Fawkes continued to sing, but as he did so, he also allowed a few tears to fall onto Jason's bleeding scar. It caused the wraith to let out another terrible shriek.
"Yeah, that's right. It hurts, doesn't it," said Mace, viciously, feeling much more confident at this point, "Harry's mine. He loves me, and I love him equally. Something you'll never understand, you fucking bastard." He sent one more ice spike, which nailed the soul fragment in the side of the head. It let out one more horrible shriek, and its remains seemed to shatter into a million pieces of ash and dust, left floating in the air.
"M-mace?"
"Jason..." Mace closed the distance, and quickly knelt by his side.
"What happened?"
"You... had that thing... it was inside you."
"Hell and damnation..." Bill muttered, as the gravity sunk in.
"I was... a Horcrux."
"Yeah... looks that way. Ron... go floo Upper Canada Hospital... or scratch that. We're going there I think."
"What would you like us to do, Mr. Weasley?" The goblin named Stonewall asked.
"Collect the remnants. I'll be needing to show them to a certain meddling fool. Sorry for interrupting your evening, I know your wives are probably rather unhappy right now."
"I'll cover any inconvenience," said Jason, "Th-thank you both for coming."
"It's a privilege, Mr. Black," answered the other goblin, as they made to collect the remnants of the shade. Jason, meanwhile, looked his mate up and down. He cracked a small smile. "Mace... you know you're buck naked, right?"

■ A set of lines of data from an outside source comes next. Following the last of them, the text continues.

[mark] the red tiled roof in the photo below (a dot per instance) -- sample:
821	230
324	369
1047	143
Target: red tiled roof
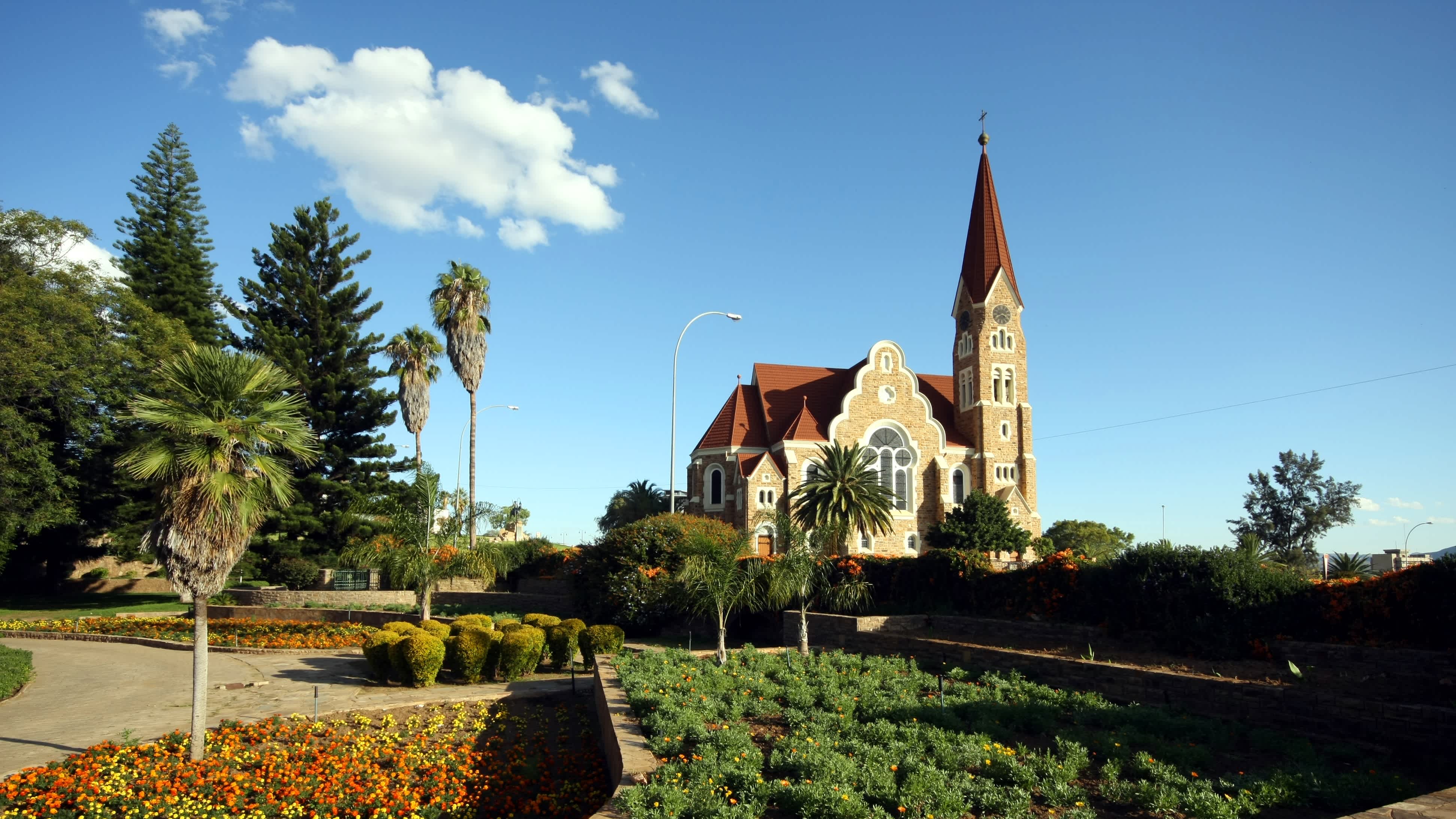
986	240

AUTHOR NOTES: So. One more Horcrux bites the dust. I would think, even though the container is alive, it is being filled constantly with the one emotion Voldemort cannot stand. Eventually, I think, it would attempt to attack the source of the problem, in this case, Mace. Unfortunately for it, there were too many weapons handy for them to use against it, and the fact that Mace gets his magical ability elsewhere, his magic can actually hurt the shade. Couple that with the power of the phoenix, it's a no-win situation for Mr. Horcrux.
Now of course, to the beginning of the chapter. I think we can all figure out who the witch is, right? Needless to say, when Harry/Jason finds out, it's not gonna be pretty.